From Pipi’s Pasture: Contentment
Last Tuesday was a day that I will remember for some time. It wasn’t a holiday, my birthday, or any other day of celebration. It was a usual day for me except that it was one of contentment. This is how it happened.
That morning after corral chores were finished and I was back in the house, it started to snow. I settled myself down at the dining room table with a cup of hot coffee, propped my feet up on the little stool under the table, and took out my legal pad and pen.
Through the dining room window I watched the snow blowing sideways. The three cows in the pasture just over the yard fence were happily eating their hay as were the cows at the corral. I could see twenty-nine-year-old Sarah standing near the loafing shed. Having finished her grain and some hay, she was seeking shelter in the shed.

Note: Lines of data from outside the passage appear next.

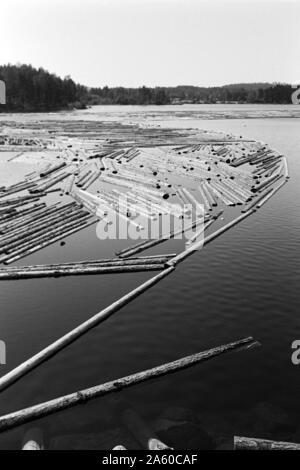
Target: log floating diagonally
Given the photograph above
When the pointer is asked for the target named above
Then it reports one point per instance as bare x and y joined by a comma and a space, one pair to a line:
26, 415
252, 443
72, 335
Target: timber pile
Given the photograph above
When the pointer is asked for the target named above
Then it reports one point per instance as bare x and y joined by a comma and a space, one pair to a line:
139, 174
250, 443
26, 231
103, 266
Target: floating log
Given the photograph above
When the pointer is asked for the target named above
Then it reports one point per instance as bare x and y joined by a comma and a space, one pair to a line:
145, 245
112, 268
269, 194
68, 230
52, 170
252, 443
68, 338
26, 415
195, 247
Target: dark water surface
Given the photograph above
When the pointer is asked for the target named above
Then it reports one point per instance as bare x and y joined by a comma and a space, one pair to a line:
244, 283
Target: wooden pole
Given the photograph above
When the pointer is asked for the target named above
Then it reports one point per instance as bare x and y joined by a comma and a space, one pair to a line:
74, 334
26, 415
252, 443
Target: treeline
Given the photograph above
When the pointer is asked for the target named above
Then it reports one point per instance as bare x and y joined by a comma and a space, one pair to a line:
244, 93
29, 89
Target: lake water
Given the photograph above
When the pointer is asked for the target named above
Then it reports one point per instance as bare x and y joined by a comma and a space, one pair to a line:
245, 283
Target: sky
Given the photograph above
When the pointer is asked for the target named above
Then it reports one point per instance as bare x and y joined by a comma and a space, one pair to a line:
155, 42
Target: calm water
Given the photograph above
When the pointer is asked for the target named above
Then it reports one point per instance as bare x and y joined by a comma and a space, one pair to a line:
244, 283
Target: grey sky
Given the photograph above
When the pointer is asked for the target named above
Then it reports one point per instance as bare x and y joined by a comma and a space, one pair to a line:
154, 42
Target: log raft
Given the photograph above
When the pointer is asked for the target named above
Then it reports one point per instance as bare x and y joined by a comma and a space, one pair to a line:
17, 418
251, 443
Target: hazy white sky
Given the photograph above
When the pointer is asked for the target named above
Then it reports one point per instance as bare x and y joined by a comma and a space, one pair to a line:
155, 42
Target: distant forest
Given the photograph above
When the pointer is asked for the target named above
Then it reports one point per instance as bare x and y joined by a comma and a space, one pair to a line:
29, 89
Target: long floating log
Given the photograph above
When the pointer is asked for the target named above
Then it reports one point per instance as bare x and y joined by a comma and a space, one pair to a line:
155, 259
145, 245
52, 169
26, 415
81, 270
65, 232
252, 443
196, 246
74, 334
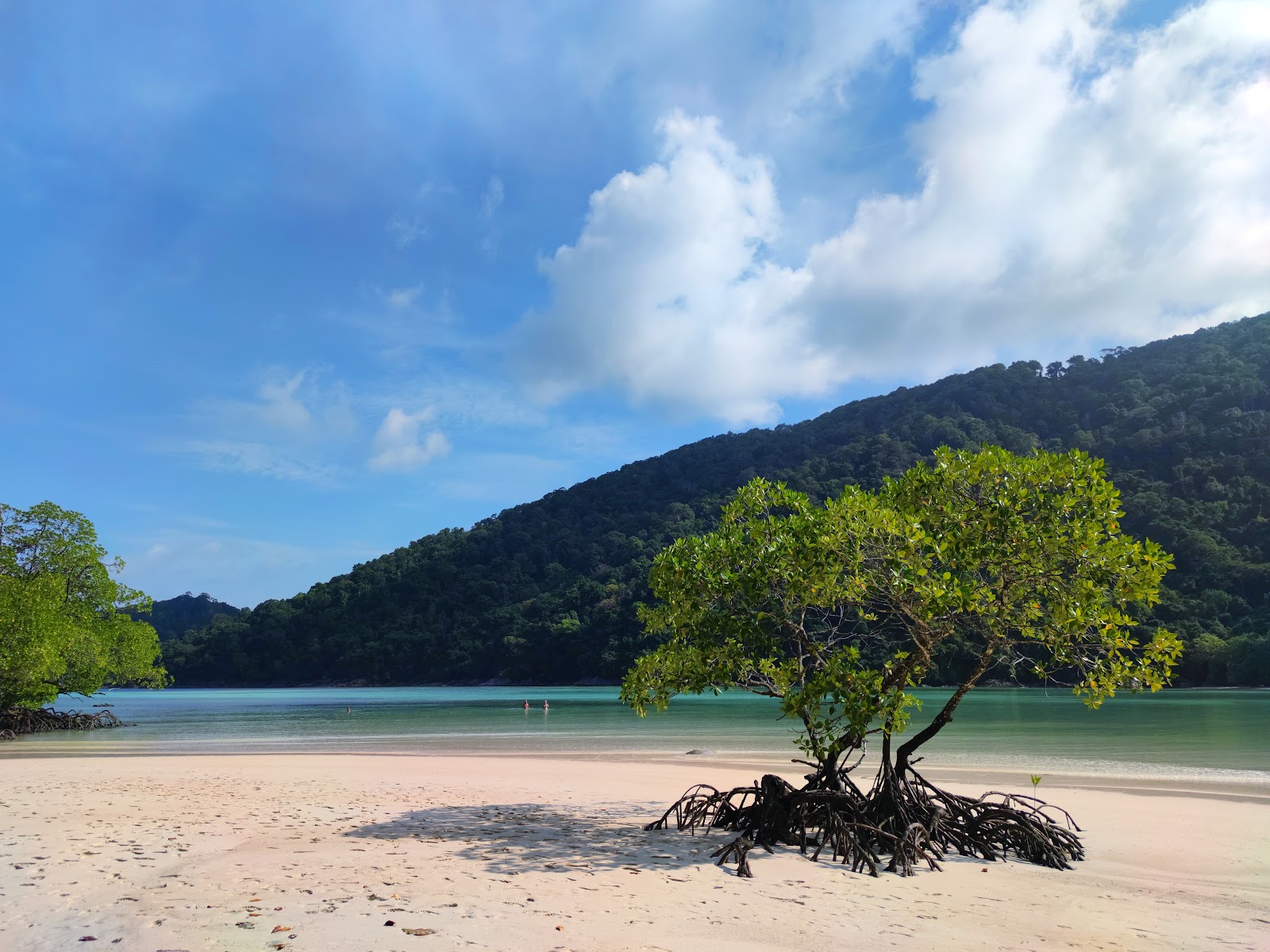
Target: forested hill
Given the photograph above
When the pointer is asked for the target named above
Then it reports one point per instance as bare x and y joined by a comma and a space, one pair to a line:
173, 617
545, 592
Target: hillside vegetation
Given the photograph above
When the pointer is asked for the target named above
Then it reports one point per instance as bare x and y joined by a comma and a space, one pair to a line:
545, 592
173, 617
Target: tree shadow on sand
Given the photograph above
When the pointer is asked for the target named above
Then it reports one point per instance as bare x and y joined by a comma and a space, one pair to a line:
514, 838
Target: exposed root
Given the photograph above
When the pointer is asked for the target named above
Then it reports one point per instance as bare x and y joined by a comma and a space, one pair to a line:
902, 823
25, 720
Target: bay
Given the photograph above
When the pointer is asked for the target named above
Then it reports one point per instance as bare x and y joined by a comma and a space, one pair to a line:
1218, 735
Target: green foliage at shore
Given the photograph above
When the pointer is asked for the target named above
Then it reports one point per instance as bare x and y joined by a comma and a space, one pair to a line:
838, 609
548, 590
67, 626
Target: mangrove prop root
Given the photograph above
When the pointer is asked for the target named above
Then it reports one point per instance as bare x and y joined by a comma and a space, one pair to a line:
737, 850
23, 720
899, 825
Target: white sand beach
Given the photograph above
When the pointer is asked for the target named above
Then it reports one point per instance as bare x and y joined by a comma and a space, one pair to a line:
319, 852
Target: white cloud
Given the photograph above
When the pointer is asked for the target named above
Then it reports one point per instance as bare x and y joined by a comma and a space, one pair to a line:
406, 230
398, 446
279, 406
279, 463
402, 298
1077, 184
295, 429
667, 291
493, 198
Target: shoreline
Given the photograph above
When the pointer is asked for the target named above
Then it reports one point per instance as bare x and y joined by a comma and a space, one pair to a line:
1254, 789
211, 852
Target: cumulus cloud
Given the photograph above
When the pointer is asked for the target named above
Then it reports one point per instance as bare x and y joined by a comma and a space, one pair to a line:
398, 446
668, 294
1077, 183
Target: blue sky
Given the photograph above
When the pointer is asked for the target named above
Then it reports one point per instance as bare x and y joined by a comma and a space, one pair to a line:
289, 285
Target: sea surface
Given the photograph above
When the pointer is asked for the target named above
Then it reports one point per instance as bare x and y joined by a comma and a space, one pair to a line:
1214, 735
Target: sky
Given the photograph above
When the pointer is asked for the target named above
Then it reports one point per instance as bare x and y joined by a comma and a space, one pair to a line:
287, 285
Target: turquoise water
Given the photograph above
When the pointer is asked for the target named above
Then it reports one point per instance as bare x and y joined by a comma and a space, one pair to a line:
1172, 734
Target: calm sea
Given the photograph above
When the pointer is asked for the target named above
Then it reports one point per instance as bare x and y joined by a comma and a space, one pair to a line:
1170, 735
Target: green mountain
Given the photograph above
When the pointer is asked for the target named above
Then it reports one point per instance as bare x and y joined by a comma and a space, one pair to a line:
546, 592
173, 617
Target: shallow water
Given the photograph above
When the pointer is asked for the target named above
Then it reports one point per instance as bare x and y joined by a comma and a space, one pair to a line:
1170, 735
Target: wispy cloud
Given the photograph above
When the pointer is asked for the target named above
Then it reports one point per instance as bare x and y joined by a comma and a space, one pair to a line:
493, 198
406, 230
298, 428
400, 447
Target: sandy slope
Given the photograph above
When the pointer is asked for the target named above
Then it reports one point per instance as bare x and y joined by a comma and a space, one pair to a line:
527, 854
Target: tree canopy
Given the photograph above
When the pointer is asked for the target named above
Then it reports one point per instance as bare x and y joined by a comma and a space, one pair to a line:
67, 624
840, 608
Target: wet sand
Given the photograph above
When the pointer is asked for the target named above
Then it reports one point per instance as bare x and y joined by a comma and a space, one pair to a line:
319, 852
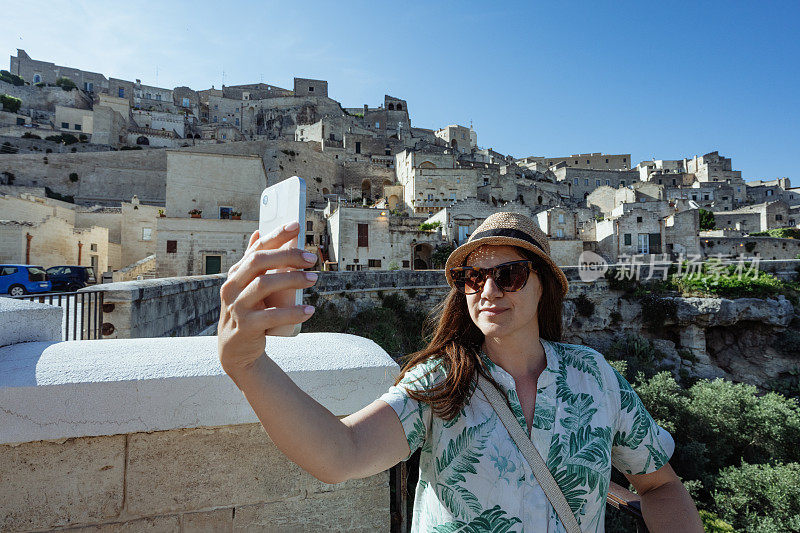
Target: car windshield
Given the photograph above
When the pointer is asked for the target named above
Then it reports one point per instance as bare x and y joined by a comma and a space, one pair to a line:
36, 274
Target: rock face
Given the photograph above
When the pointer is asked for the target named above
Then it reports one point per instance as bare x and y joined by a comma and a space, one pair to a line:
705, 337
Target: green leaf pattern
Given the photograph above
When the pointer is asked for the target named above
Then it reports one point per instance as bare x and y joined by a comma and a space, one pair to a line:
474, 479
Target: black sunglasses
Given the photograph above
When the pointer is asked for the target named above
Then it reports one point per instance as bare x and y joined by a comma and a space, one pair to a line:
510, 277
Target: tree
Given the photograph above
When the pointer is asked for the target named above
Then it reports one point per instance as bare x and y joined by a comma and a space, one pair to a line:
707, 220
10, 103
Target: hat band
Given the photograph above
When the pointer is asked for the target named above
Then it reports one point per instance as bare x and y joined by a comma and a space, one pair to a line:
507, 232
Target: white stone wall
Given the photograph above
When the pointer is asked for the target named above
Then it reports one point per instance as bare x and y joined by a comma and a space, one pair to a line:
210, 181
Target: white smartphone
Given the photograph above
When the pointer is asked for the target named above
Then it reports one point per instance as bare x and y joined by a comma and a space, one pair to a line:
279, 205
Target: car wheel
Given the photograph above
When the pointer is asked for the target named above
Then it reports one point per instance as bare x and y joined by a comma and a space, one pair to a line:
17, 290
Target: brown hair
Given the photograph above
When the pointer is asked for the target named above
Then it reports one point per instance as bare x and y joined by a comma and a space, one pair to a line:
457, 341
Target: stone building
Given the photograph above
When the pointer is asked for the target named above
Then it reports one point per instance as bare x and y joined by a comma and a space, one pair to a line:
433, 180
754, 218
596, 161
44, 232
582, 181
366, 239
458, 137
216, 185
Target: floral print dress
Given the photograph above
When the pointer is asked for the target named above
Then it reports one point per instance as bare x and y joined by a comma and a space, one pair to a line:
473, 478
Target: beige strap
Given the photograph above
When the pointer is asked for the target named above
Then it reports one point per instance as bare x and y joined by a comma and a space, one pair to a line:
531, 454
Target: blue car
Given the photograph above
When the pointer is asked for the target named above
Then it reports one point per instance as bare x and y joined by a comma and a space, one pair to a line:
18, 280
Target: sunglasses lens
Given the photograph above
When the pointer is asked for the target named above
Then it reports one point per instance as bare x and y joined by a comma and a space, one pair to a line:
512, 277
473, 281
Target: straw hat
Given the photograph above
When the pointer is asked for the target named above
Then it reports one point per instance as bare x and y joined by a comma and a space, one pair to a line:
510, 229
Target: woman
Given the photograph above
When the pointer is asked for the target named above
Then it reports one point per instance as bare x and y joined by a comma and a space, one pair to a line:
502, 322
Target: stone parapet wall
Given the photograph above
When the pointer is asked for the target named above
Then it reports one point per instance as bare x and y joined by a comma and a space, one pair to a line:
140, 434
219, 478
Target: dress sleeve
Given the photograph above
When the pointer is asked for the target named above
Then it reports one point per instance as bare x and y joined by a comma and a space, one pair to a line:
415, 416
640, 446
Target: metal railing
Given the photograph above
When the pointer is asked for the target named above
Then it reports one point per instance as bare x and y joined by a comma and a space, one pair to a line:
83, 312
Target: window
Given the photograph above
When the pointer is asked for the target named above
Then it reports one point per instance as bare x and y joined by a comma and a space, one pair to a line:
363, 235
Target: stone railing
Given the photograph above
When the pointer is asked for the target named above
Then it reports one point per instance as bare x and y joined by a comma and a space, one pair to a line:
136, 434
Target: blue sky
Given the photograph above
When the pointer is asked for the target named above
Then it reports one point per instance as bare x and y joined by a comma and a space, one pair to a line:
665, 80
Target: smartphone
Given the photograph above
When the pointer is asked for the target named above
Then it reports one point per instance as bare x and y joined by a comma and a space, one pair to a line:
279, 205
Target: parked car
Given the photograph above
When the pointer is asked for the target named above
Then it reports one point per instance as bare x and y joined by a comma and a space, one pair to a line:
70, 278
17, 280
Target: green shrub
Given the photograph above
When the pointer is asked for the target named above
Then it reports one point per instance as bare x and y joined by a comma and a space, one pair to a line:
706, 220
430, 226
13, 79
760, 498
10, 103
66, 83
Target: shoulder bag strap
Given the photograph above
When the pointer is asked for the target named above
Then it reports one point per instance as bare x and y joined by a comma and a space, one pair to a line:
540, 470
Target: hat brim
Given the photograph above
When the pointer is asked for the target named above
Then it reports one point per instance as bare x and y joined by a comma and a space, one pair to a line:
459, 255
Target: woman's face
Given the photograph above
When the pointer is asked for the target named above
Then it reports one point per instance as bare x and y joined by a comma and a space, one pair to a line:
498, 313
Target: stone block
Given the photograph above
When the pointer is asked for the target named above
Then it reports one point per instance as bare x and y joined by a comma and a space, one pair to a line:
357, 510
185, 470
25, 321
154, 524
216, 521
50, 484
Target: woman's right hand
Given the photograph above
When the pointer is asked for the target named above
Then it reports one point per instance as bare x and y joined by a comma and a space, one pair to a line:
253, 302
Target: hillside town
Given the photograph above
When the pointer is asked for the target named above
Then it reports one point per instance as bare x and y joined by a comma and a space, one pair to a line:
139, 181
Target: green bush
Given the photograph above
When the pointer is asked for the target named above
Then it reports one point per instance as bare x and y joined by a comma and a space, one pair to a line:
10, 103
707, 220
13, 79
760, 498
66, 83
430, 226
718, 424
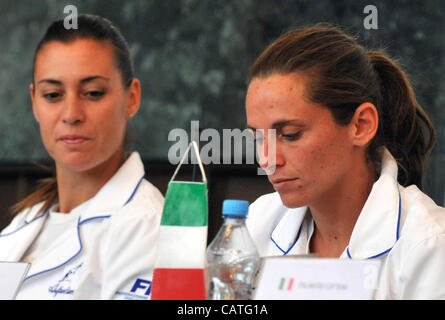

A robin with fluffed-up feathers tried to settle down on one of the branches on the crab apple tree despite the wind, and four barn cats hurried through the gate to the hay yard and toward the corral, probably seeking shelter in a haystack. No matter the snow, the animals were all doing fine.
As I sat at the table with my pad and pen, I was surprised to be feeling unusually content. I wear a lot of hats these days. I’m not unhappy—far from it—but I lead a “hurry, hurry, hurry” life, trying to juggle chores, appointments, and deadlines. My brain, in particular, is especially busy, and, strange as it may seem, much of its activity is even done unconsciously.
Take the Monday before as an example of a typical day. I got a last-minute appointment to get my COVID vaccination, so I had to rearrange my appointments for the day. I did morning chores as usual, but then about three hours later I did my afternoon corral chores, too. This was in case I had some surprise side effects from the vaccination—so I wouldn’t have to go back to the corral afterward if I didn’t want to. It was hurry, hurry to get everything done and make the appointment and then still keep a phone appointment that evening. (Luckily, I was just fine)
So on Tuesday it was snowing. I couldn’t work outdoors, except for corral stuff. I didn’t have to go anywhere. The animals had been fed. My only phone appointment was that evening. The only pressing deadline was to finish some reports. Watching the snow fall was relaxing. Without even realizing it, I gave myself permission to let the other things go—thus the feeling of contentment.
When I think about it, I realize that I should be in control of my life—not the other way around. I have the power to enjoy more days of complete content.
As I look out the window, I can see my three cows. They are lying close together on the feedlot, noses slightly raised, as they chew their cuds. It’s contentment.